For the record, Creighton did not fully commit to Windlift until he read Loyd’s paper.
“I thought, let’s build a company around this,” he said.
Warmer temperatures and a job offer to his former spouse led the then-couple to move south in 2008.
Creighton would later reach out to Meyer – they’ve known each other since eighth grade – and convinced him to leave Napa, California, to take on the role as chief operating officer in 2021. Meyer’s path to airborne wind energy was about as unconventional as Creighton’s. He co-founded a brewery and winery, was a sommelier, wine experience consultant, and estate director.
By fall 2021, Creighton had scaled up from a handful of equity-compensated, full-time employees to 18 full-time, salaried employees. The company seeks to fill several more positions, predominately engineering jobs.
List of possibilities
The government has already taken an interest in what Windlift has to offer and how APGs might be used to enhance military operations.
Windlift has a five-year, $30 million, Phase III Small Business Innovation Research contract with the Naval Research Laboratory, a Washington-based lab where scientists and engineers research and develop cutting-edge technology to advance Navy and Marine Corps operations.
A little more than $11 million of that grant is footing the bill for the company to refine its prototype and showcase its technology to the Department of Defense.
What makes Windlift’s APGs particularly appealing is their versatility.
The APGs are made of carbon fiber, a material that is five times stronger than steel, yet exceptionally lighter, making them easy to transport from ship to shore and across land to remote areas where there is not a power grid connection. Think back to the lead-up to the Iraq war when U.S. ground troops lived for weeks in temporary tent cities in the Kuwaiti desert.
APGs can, in theory, fly for long periods of time, Creighton said. Maintenance would be minimal. The bearings would eventually need replacing.
Operating them will be a snap. The craft can lift off, fly and return to their anchors with the push of a button.
The craft can be customized by size and could be outfitted with certain technology like radio repeaters, an interest of the Coast Guard.
“At this stage we’re just full of possibilities,” Meyer said.
Out to sea
It’s only been about nine months since the company started exploring the possibility of operating offshore, engaging in early conversations with markets overseas where offshore wind energy is years ahead of the U.S.

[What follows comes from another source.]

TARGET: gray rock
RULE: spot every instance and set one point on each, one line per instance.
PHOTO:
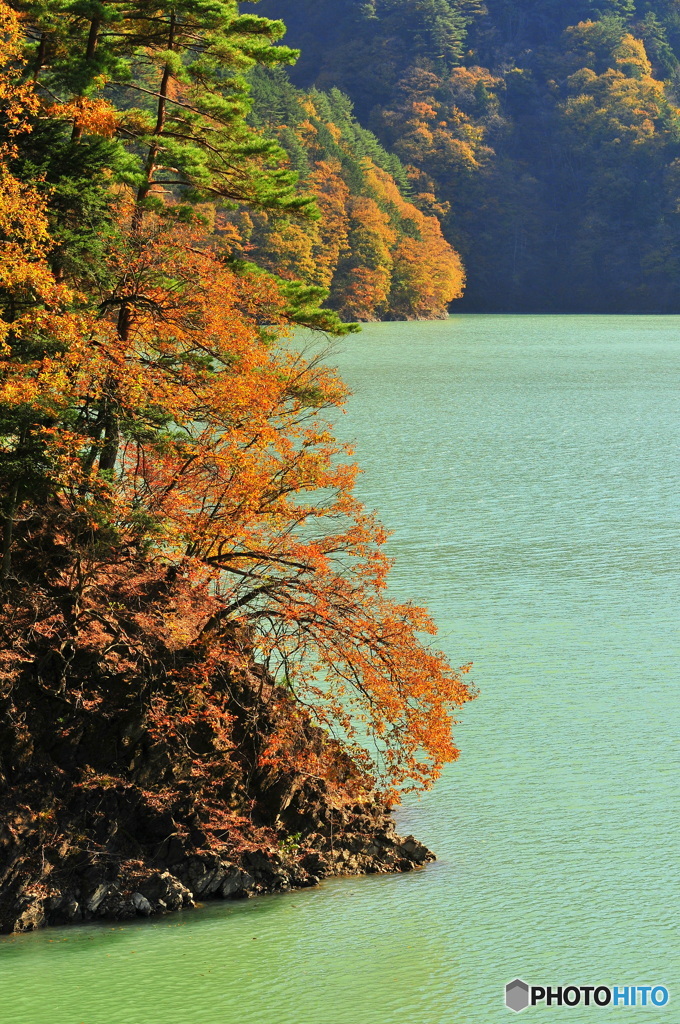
(141, 904)
(97, 898)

Large-scale offshore wind energy production is still in its infancy here in America, where there is little to no infrastructure to support building in the wind energy areas that have in recent years been mapped out and leased to energy companies.

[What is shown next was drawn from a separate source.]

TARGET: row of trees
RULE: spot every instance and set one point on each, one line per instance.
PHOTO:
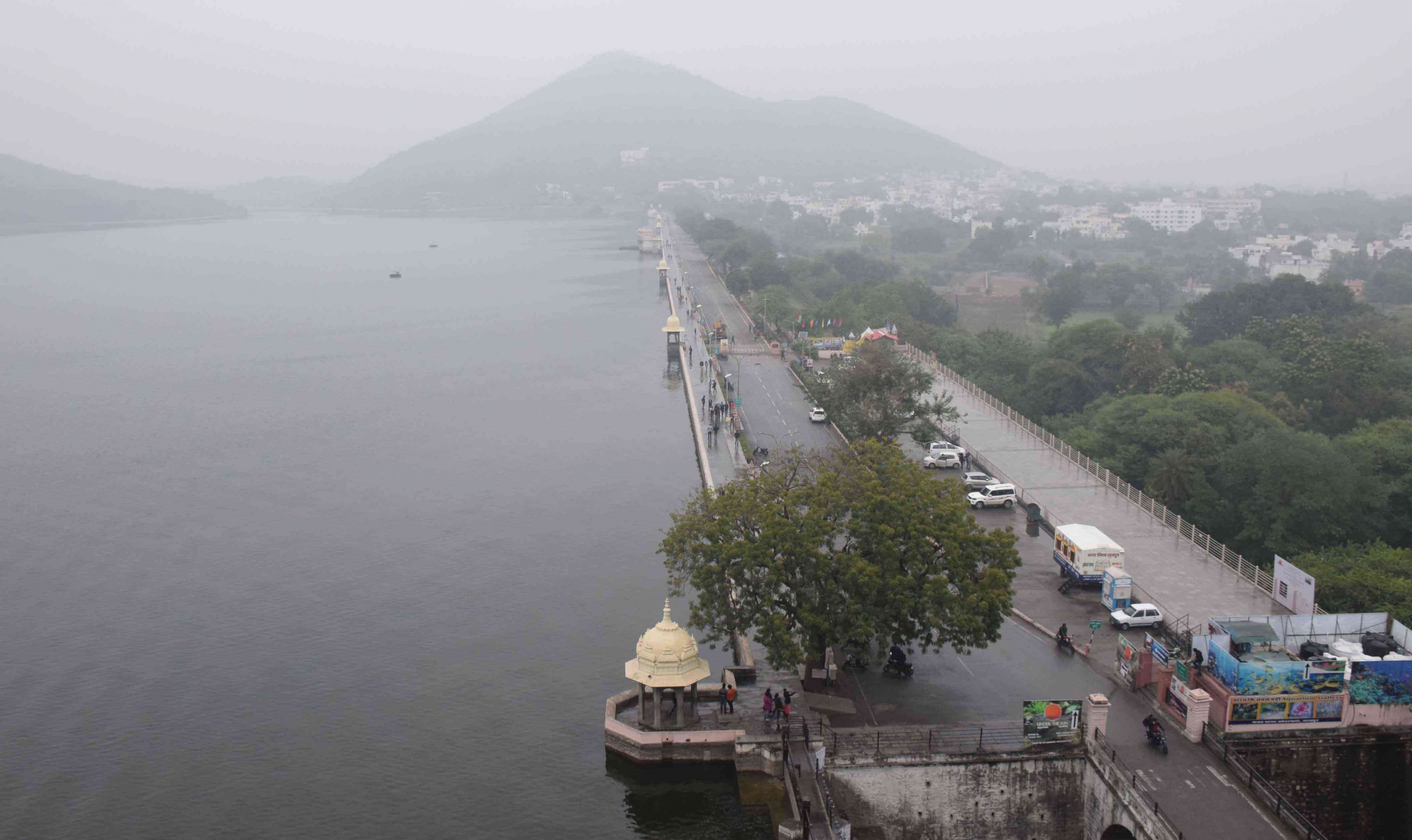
(1279, 424)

Creighton, who spoke as a panelist last month at the Ocean Innovation Conference hosted by the University of North Carolina Wilmington’s Center for Innovation and Entrepreneurship, believes Windlift can solve some of the challenges of offshore wind operations.
Kilowatt for kilowatt, Windlift’s APGs use 95% less materials than traditional wind turbines, meaning its cheaper to make than wind turbines.

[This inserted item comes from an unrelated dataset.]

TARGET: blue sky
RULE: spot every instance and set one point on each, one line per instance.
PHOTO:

“Even outside of climate change we’re still going to make electricity a lot cheaper,” Creighton said.
Airborne wind generators can more affordably be located further offshore in deeper waters because they can be connected to a floating base as opposed to a wind turbine mounted to a monopole driven in the sea bed.
Plans are in the works to test an APG offshore at Frying Pan Tower off the southern North Carolina coast. When that may be is still up in the air.
The company hopes to reach utility-scale operability within the next several years.